One thing Hank and Barrios have in common is that two of their greatest compositions were about dolls; El Sueno de la Munequita and Kaw-Liga. And in Wodehouse, the worst crime is the theft of a copper’s helmet, and the greatest disaster an unfortunate engagement or choice of dinner jacket.
There’s no pomp, pretention or bombast here. And no attempt to solve deep mysteries – though in eschewing the ambition of explaining human nature, they come closer than most to doing so.
And here's the link with stock markets. Because these are “unimportant”, they permit careful, detailed and illuminating thinking. By contrast, big issues – Iraq, Palestine or Westminster politics – are often just platforms for the mentally ill, or (to change the metaphor) areas in which people from intellectual ghettos lob stones at each other.
Put it this way. Show me a paper about Iraq that combines the careful empirical work with good theorizing that you can find in this paper (to cite only one of many recent examples). Papers like this give me an intellectual, even aesthetic, satisfaction I hardly ever get from anyone's writings about Iraq.
Or this way. Thinking about equity returns is dominated by men like Robert Shiller and John Cochrane. “Thinking” about Iraq is dominated by the likes of Bush, Galloway and Chomsky. Spot the difference? Am I alone in being depressed by the fact that Oliver Kamm can waste his intellect writing about Chomsky?

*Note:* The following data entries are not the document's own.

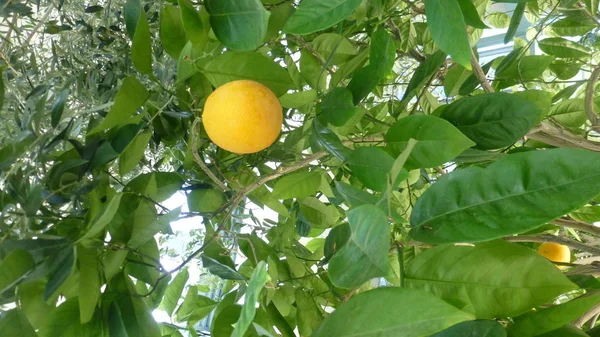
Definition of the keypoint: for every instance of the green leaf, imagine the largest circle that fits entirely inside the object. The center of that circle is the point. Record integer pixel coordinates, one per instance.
(144, 231)
(103, 219)
(438, 141)
(563, 48)
(13, 323)
(364, 256)
(515, 21)
(544, 320)
(141, 47)
(206, 200)
(233, 66)
(338, 106)
(471, 15)
(308, 313)
(133, 153)
(89, 282)
(192, 22)
(239, 24)
(297, 185)
(485, 279)
(370, 165)
(298, 99)
(14, 268)
(172, 33)
(258, 280)
(221, 270)
(480, 328)
(173, 292)
(493, 120)
(323, 138)
(448, 29)
(131, 96)
(315, 15)
(510, 196)
(57, 107)
(570, 112)
(383, 313)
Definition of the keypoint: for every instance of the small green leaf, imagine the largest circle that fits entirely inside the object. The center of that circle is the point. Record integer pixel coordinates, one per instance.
(172, 33)
(233, 66)
(486, 278)
(448, 29)
(364, 256)
(508, 197)
(239, 24)
(383, 313)
(438, 141)
(563, 48)
(205, 200)
(258, 280)
(315, 15)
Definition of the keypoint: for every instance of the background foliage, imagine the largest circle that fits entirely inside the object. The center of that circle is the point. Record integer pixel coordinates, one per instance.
(403, 161)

What's more, thinking about stock markets does, maybe inadvertently, yield insights into human nature; it tells us about our attitudes to risk, and the errors we make in making judgments under uncertainty.
Of course, there are charlatans and idiots in the stock market, as in any walk of life, some in senior positions. But I can ignore these. On the bigthink issues, no-one seems able to do this.
What I’m saying is that greatness, in intellect or in aesthetics, is more often pursued and achieved in small arenas than large ones – which is, I guess, one message of this poem.

Bigthink is OK if you are a Hume or Smith or Burke. We midgets had better stick to midget stuff. Look at the harm done by midgets like Marx and Hitler.
Posted by: dearieme | November 17, 2005 at 10:53 PM
Am I alone in being depressed by the fact that Oliver Kamm can waste his intellect writing about Chomsky?
Absolutely not.
Posted by: Peter | November 19, 2005 at 09:35 PM
If you'd seen his writings about the stock market, you'd be less depressed.
Posted by: bruschettaboy | November 20, 2005 at 02:43 PM
Oliver's previous work highlighting the failings of much of our political class are, however, to be missed. Chomsky has become something of an obsession (like Don Luskin and Krugman). There is value in exposing the tricks of these intellectual bullies, but by now Kamm and Luskin are probably preaching to the converted.